Wenn ich erst einmal begriffen
habe, wozu ich Logik und Mathematik oder andere Dinge für mich
in meiner gegebenen Alltagswelt brauche, dann ergibt sich das
Interesse von allein.
Wobei das Ziel auch andersherum erreicht werden kann: Eine erfolgreiche Anwendung von während einer VT geübten Fertigkeiten läßt ein Interesse an der Aufrechterhaltung und dem Einsatz der Fertigkeiten entstehen. Es gibt starke Hinweise, daß dieser Weg ein sehr erfolgreicher ist.
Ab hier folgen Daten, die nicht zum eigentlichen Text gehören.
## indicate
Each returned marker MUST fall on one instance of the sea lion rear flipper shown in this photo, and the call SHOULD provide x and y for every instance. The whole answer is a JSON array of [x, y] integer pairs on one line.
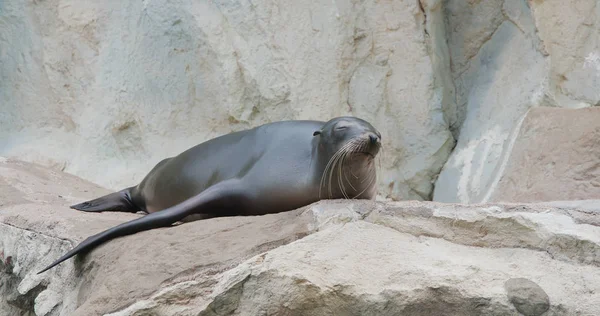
[[225, 192], [117, 201]]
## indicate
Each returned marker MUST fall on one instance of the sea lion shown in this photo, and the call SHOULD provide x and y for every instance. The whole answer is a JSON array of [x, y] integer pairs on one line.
[[271, 168]]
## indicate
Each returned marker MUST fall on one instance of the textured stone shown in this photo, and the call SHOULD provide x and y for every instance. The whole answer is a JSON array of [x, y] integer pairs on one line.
[[105, 91], [491, 99], [528, 297], [332, 257], [508, 57], [554, 157]]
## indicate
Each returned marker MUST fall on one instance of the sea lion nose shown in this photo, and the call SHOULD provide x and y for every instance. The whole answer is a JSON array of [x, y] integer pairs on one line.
[[373, 138]]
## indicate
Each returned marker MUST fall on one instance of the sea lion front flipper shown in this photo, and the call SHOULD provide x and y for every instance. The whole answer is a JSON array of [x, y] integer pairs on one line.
[[225, 194], [117, 201]]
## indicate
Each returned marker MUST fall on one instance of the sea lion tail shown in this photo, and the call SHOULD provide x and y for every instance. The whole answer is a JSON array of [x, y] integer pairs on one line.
[[154, 220], [223, 193], [117, 201]]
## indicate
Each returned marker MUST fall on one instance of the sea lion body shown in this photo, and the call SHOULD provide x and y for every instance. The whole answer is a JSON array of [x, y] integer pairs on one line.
[[272, 151], [271, 168]]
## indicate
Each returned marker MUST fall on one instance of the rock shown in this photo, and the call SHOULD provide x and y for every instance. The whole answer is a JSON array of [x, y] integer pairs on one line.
[[487, 50], [529, 298], [553, 158], [508, 57], [332, 257], [106, 91]]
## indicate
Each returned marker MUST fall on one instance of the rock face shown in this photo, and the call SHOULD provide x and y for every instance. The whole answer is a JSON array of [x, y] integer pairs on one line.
[[507, 57], [329, 258], [555, 156], [119, 88]]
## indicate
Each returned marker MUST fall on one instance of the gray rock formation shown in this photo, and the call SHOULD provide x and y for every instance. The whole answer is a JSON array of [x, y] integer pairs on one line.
[[88, 83], [330, 258]]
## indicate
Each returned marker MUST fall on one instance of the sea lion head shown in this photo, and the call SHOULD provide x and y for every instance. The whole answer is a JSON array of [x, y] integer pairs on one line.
[[349, 134], [348, 146]]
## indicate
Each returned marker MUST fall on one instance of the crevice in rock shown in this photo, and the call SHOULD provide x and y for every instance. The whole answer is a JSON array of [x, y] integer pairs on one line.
[[14, 302]]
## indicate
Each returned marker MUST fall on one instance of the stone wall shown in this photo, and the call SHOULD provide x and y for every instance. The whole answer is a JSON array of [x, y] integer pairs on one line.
[[105, 90], [345, 258]]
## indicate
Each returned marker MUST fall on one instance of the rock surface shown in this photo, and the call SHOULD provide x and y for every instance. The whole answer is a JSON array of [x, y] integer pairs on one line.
[[508, 57], [119, 88], [555, 156], [332, 257]]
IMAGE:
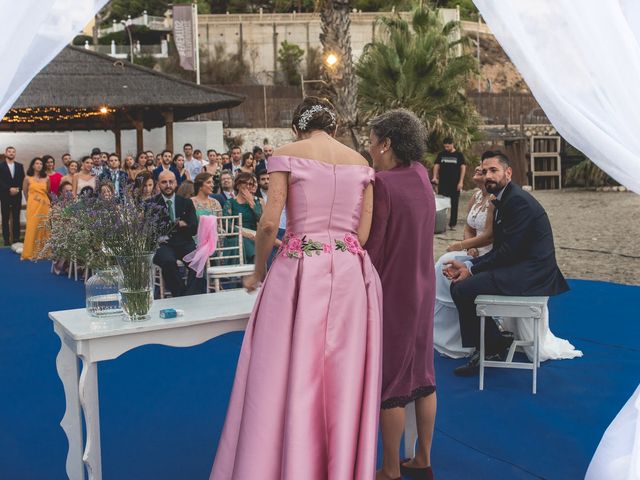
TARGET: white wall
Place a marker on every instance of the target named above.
(203, 135)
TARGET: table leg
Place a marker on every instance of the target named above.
(71, 423)
(89, 401)
(410, 430)
(482, 321)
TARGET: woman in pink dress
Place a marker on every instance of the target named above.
(306, 396)
(401, 248)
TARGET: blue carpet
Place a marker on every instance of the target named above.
(162, 408)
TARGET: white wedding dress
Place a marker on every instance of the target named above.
(618, 454)
(446, 326)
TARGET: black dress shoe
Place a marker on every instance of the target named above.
(416, 473)
(473, 366)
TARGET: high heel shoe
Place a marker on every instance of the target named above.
(416, 473)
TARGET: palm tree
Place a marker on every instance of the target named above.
(412, 65)
(342, 83)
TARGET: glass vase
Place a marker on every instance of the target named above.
(136, 285)
(103, 293)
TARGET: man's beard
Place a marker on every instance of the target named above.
(492, 187)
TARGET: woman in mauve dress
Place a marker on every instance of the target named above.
(401, 248)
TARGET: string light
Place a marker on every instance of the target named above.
(52, 114)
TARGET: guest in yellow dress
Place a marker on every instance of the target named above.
(36, 192)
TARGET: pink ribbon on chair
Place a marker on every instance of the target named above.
(207, 242)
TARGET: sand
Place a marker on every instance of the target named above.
(597, 234)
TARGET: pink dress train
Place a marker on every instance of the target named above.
(306, 395)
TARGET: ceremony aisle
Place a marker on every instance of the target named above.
(162, 408)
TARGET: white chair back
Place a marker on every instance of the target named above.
(229, 252)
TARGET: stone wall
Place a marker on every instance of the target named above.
(259, 136)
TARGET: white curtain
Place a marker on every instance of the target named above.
(618, 455)
(33, 33)
(581, 59)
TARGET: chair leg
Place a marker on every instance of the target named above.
(536, 354)
(482, 320)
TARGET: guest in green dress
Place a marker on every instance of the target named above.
(202, 188)
(250, 206)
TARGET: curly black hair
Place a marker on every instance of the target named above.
(407, 133)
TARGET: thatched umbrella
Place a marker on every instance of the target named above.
(84, 90)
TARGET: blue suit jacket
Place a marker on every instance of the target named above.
(523, 259)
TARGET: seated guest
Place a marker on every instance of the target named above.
(113, 175)
(478, 235)
(166, 164)
(202, 201)
(180, 212)
(521, 263)
(249, 206)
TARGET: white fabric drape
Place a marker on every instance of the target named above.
(618, 455)
(33, 33)
(581, 60)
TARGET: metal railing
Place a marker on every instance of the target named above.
(150, 21)
(124, 51)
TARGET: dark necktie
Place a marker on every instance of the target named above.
(172, 215)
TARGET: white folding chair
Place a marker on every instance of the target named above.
(228, 259)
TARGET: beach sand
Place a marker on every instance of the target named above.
(597, 234)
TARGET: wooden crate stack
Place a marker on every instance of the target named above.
(546, 169)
Es ist also nicht so wichtig, warum ich (oder
du, wenn du willst *g*) eine Abneigung hast, sondern
hier ist entscheidend, wozu ich das Abgelehnte für mich
verwenden kann.
Ja, wozu jemand etwas gebrauchen kann, das sollte auf jeden Fall vermittelt werden. Der beste Vermittler ist oft der wahrgenommene Erfolg bei der Anwendung von Fertigkeiten zur Lösung eines Problems. Die Definition, was ein Problem ist, kommt vom Patienten.
Nicht jede psychologische Eigenart ist pathologisch, schon gar
nicht eine so häufig auftretende Abneigung wie die gegen Logik
und Mathematik.
Natürlich nicht. Wer behauptet denn so etwas?
Herzliche Grüße,
Oliver Walter
PS: Eigentlich dürfest Du ein „Ach ja“-Erlebnis haben, denn wir hatten es vor kurzem schon einmal zusammen diskutiert.